The women’s organisation was a central wing of the CPP and had representation on its central committee. Inspite of the role of women in the political struggle, there was no woman in cabinet when Ghana attained Republican status, though; nine out of the 103 members of the National Assembly were women namely:
* Miss Anin Lucy, Brong -Ahafo
* Miss Regina Asamani, Volta Region
* Miss Comfort Asamoah, Ashanti Region
* Grace Ayensu, Central & Western Regions
* Mrs. Bukari Ayanori, Upper Region
* Miss Sophia Doku, Eastern Region
* Miss Mary Koranteng, Eastern Region
* Miss Victoria Nyarku, Northern & Upper Region.
* Miss Christiana Wilmot, Central & Western Regions.
Female political leaders were less visible in the opposition then led by Dr. Busia, Dr. Kuranchi Taylor, Mr. Victor Owusu and Dr. Joe Appiah. This assertion does not in any way discount the possibility that females in the opposition parties at that time might have played equally crucial roles in mobilising support for their political parties.
The leading roles the women played in the nationalist struggle need to be fully recognised and state institutions, streets, foundations, etc named after them as a way of motivating more women to take up greater challenges in the area of national leadership.

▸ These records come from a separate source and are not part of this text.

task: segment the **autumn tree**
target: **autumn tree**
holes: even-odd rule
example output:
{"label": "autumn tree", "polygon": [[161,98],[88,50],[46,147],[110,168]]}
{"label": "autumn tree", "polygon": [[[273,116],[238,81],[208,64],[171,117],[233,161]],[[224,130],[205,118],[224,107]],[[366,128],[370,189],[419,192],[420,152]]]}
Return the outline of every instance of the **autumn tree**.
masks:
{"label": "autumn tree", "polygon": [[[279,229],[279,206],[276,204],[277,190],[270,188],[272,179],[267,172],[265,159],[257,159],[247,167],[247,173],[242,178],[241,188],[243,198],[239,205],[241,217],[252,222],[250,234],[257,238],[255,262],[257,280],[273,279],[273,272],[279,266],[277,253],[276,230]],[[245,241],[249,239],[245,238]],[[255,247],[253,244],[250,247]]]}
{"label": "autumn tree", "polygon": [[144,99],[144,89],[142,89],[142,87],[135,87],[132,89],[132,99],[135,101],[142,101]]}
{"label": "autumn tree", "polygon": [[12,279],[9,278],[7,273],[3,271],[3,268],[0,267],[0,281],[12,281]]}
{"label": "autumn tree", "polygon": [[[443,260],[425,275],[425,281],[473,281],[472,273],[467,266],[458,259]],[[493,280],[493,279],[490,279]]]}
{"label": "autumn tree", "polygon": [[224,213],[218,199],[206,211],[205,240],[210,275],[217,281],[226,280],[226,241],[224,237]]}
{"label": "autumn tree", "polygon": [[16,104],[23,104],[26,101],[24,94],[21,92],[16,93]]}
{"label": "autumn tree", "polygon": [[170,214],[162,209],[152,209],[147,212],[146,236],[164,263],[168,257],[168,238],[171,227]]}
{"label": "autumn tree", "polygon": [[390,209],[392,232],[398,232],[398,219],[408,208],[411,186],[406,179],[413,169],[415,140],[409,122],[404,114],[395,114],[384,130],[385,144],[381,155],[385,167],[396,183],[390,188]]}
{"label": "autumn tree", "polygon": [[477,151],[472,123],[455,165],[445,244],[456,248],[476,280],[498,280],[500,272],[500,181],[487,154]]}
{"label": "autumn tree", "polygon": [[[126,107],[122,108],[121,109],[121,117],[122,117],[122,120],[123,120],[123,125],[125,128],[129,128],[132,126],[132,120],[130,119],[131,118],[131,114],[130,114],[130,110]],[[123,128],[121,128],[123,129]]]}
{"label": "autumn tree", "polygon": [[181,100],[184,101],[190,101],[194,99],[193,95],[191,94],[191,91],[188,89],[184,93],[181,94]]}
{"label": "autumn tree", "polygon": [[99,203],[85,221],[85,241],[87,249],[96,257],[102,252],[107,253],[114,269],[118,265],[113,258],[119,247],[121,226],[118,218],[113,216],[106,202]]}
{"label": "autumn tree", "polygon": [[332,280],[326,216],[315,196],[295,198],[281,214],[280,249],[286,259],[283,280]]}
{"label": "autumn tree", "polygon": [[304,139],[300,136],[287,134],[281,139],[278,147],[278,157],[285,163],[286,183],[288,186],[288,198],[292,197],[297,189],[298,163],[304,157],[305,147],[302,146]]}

If the Asabeas, Hanna Cudjoes etc. were able to defy challenges of their times to rub shoulders in the nationalist struggle though with little education, the large population of highly educated women are expected to do better, be more courageous and step forward with or without NGO and state support, to exhibit sterling qualities in order to help win the remaining nationalist wars over poverty, disease, ignorance, environmental degradation, corruption and backward cultural beliefs.